Q 3. Is it still Administration policy that the "information superhighway" will be built, owned, and operated by the private sector?
Absolutely. The Administration does believe that it is appropriate for the government to help fund R&D and research networks, however.
Partnerships with industry and academia will ensure that the results of government-funded research are widely available.
Q 4. Will this benefit all Americans, or just the research community?
By being a smart and demanding customer, the federal government and leading research universities will accelerate the commercial availability of new products, services, and technologies. New technologies have transitioned very rapidly from the research community to private sector companies. For example, Mosaic, the first graphical Web browser, was released by the National Center for Supercomputing Applications 1993. By 1994, Netscape and other companies had formed to develop commercial Web browsers. Today, millions of Americans use the Web.

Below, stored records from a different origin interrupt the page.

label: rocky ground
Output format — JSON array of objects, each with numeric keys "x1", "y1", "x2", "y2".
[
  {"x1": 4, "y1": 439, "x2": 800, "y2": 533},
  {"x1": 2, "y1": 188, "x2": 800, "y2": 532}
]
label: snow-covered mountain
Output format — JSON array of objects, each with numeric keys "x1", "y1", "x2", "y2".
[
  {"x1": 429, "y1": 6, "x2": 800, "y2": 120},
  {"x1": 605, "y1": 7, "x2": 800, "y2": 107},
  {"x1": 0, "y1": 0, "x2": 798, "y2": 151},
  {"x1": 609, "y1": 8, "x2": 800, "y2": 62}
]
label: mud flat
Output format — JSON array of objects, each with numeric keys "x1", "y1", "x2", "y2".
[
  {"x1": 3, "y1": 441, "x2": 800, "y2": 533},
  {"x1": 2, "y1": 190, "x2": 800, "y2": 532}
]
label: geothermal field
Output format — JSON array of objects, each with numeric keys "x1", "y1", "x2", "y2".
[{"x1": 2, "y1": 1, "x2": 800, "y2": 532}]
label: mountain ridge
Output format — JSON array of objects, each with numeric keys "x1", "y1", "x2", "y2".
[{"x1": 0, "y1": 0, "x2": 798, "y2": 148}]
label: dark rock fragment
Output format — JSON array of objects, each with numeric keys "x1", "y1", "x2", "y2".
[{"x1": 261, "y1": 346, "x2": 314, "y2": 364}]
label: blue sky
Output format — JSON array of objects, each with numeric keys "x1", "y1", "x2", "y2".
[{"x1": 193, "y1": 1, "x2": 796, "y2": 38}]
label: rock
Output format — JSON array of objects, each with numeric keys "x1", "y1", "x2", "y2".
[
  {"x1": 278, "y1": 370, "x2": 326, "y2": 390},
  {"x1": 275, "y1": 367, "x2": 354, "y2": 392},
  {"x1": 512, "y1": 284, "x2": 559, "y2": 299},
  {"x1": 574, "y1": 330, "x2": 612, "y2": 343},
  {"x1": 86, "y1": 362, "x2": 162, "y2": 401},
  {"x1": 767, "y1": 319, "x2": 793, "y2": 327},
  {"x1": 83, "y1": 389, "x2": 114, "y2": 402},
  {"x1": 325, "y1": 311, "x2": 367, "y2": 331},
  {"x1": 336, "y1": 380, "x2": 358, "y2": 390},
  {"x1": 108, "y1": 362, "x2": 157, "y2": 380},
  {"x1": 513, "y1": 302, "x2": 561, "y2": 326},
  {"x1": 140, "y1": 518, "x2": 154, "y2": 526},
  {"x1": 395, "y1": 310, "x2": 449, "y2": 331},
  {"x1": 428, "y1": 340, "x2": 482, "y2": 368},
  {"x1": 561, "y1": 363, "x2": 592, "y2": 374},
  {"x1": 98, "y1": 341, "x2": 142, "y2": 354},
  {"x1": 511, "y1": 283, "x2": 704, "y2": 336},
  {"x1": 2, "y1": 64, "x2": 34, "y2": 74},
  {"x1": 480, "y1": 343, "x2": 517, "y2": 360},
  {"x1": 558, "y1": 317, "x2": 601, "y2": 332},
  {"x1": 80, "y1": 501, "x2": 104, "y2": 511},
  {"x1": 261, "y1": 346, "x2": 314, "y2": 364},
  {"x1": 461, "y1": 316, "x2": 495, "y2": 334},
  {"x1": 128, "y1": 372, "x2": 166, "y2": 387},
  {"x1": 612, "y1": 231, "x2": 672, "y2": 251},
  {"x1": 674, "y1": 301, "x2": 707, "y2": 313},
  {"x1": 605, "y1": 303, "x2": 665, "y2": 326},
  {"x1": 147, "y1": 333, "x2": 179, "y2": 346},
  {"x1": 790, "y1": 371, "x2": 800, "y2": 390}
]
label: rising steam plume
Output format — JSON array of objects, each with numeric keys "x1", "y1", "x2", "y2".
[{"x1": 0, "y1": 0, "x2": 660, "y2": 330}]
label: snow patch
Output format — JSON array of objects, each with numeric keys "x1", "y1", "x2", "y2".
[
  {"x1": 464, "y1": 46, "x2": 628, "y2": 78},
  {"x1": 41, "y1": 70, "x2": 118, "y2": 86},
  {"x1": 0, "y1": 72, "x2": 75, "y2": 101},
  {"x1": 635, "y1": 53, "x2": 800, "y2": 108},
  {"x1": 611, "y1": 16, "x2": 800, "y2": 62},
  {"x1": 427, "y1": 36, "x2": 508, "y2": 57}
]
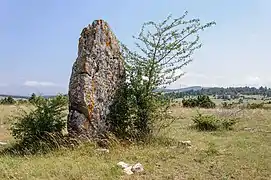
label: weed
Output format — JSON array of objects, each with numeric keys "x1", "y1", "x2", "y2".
[{"x1": 192, "y1": 111, "x2": 237, "y2": 131}]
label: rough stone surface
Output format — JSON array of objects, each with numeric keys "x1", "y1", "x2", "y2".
[
  {"x1": 117, "y1": 161, "x2": 130, "y2": 169},
  {"x1": 124, "y1": 166, "x2": 134, "y2": 175},
  {"x1": 0, "y1": 141, "x2": 7, "y2": 145},
  {"x1": 131, "y1": 163, "x2": 144, "y2": 173},
  {"x1": 68, "y1": 20, "x2": 125, "y2": 138},
  {"x1": 117, "y1": 162, "x2": 144, "y2": 175},
  {"x1": 181, "y1": 140, "x2": 192, "y2": 146}
]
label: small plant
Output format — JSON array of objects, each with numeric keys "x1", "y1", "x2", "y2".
[
  {"x1": 192, "y1": 112, "x2": 219, "y2": 130},
  {"x1": 221, "y1": 101, "x2": 238, "y2": 109},
  {"x1": 221, "y1": 102, "x2": 230, "y2": 108},
  {"x1": 238, "y1": 98, "x2": 244, "y2": 104},
  {"x1": 192, "y1": 111, "x2": 237, "y2": 131},
  {"x1": 8, "y1": 95, "x2": 68, "y2": 154},
  {"x1": 16, "y1": 99, "x2": 29, "y2": 104},
  {"x1": 205, "y1": 142, "x2": 220, "y2": 156},
  {"x1": 246, "y1": 102, "x2": 264, "y2": 109}
]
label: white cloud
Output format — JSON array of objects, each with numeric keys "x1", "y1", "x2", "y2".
[
  {"x1": 243, "y1": 76, "x2": 271, "y2": 88},
  {"x1": 167, "y1": 72, "x2": 224, "y2": 89},
  {"x1": 165, "y1": 72, "x2": 271, "y2": 89},
  {"x1": 23, "y1": 81, "x2": 59, "y2": 87},
  {"x1": 246, "y1": 76, "x2": 260, "y2": 82}
]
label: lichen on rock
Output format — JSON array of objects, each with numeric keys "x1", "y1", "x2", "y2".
[{"x1": 68, "y1": 20, "x2": 125, "y2": 138}]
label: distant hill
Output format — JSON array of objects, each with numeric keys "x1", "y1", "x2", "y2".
[
  {"x1": 155, "y1": 86, "x2": 208, "y2": 93},
  {"x1": 2, "y1": 86, "x2": 271, "y2": 99},
  {"x1": 0, "y1": 94, "x2": 29, "y2": 99},
  {"x1": 0, "y1": 94, "x2": 67, "y2": 100},
  {"x1": 0, "y1": 86, "x2": 207, "y2": 98},
  {"x1": 0, "y1": 84, "x2": 67, "y2": 98},
  {"x1": 166, "y1": 86, "x2": 271, "y2": 98}
]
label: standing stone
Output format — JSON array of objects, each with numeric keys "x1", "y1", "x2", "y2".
[{"x1": 68, "y1": 20, "x2": 125, "y2": 138}]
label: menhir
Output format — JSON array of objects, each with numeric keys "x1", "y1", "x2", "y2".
[{"x1": 68, "y1": 20, "x2": 125, "y2": 138}]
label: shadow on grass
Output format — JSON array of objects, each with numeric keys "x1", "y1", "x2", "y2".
[
  {"x1": 0, "y1": 133, "x2": 84, "y2": 156},
  {"x1": 0, "y1": 132, "x2": 182, "y2": 157}
]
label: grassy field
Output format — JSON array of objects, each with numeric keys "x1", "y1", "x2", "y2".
[
  {"x1": 0, "y1": 105, "x2": 271, "y2": 179},
  {"x1": 0, "y1": 105, "x2": 19, "y2": 141}
]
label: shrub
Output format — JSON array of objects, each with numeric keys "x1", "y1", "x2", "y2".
[
  {"x1": 182, "y1": 95, "x2": 216, "y2": 108},
  {"x1": 221, "y1": 102, "x2": 238, "y2": 109},
  {"x1": 221, "y1": 102, "x2": 230, "y2": 108},
  {"x1": 108, "y1": 83, "x2": 176, "y2": 140},
  {"x1": 238, "y1": 98, "x2": 244, "y2": 104},
  {"x1": 9, "y1": 95, "x2": 68, "y2": 153},
  {"x1": 246, "y1": 102, "x2": 264, "y2": 109},
  {"x1": 192, "y1": 111, "x2": 237, "y2": 131},
  {"x1": 16, "y1": 99, "x2": 29, "y2": 104},
  {"x1": 205, "y1": 142, "x2": 220, "y2": 156},
  {"x1": 197, "y1": 95, "x2": 216, "y2": 108},
  {"x1": 182, "y1": 98, "x2": 198, "y2": 108},
  {"x1": 0, "y1": 96, "x2": 16, "y2": 105}
]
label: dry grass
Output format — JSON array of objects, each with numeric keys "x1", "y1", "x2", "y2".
[
  {"x1": 0, "y1": 105, "x2": 271, "y2": 179},
  {"x1": 0, "y1": 104, "x2": 32, "y2": 141},
  {"x1": 0, "y1": 105, "x2": 19, "y2": 141}
]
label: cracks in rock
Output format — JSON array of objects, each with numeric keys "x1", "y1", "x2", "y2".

The public will also benefit from the economic growth and job creation that will be generated from these new technologies, the new opportunities for life-long learning, and research breakthroughs in areas such as health.
Q 5. What will it do about "traffic jams" on the Internet, or the ability of the Internet to continue its phenomenal rate of growth?
The lion's share of the responsibility for dealing with this problem lies with the private sector. Internet Service Providers will have to invest in higher capacity, more reliable networks to keep up with demand from their customers.
However, this initiative will help by investing in R&D, creating testbeds, and serving as a first customer for many of the technologies that will help the Internet grow and flourish. One of the goals of the initiative is to identify and deploy technologies that will help the Internet continue its exponential rate of growth. Examples include:
o Ultra-fast, all-optical networks;
o Faster switches and routers;
o The ability to "reserve" bandwidth for real-time
applications;
o A new version of the Internet Protocol that will prevent a
shortage of Internet addresses;
o "Multicast" technology that conserves bandwidth by
disseminating data to multiple recipients at the same time;
o Software for replicating information throughout the
Internet, thereby reducing bottlenecks;
o Software for measuring network performance; and
o Software to assure reliability and security of information
transmitted over the Internet.
Q 6. How does this initiative relate to existing government programs, such as the High Performance Computing and Communications Initiative? Will this be a totally new network?
The initiative represents an increase in the HPCC budget. The initiative will include both: (1) an expansion and augmentation of existing research networks supported by NSF, the Department of Defense, the Department of Energy, and NASA; (2) new networks;and (3) development of applications by agencies such as the National Institutes of Health.
Q 7. Are more technical details on the initiative available?
The Administration intends to consult broadly with the research community, the private sector, and other stakeholders before developing the final technical details for this initiative.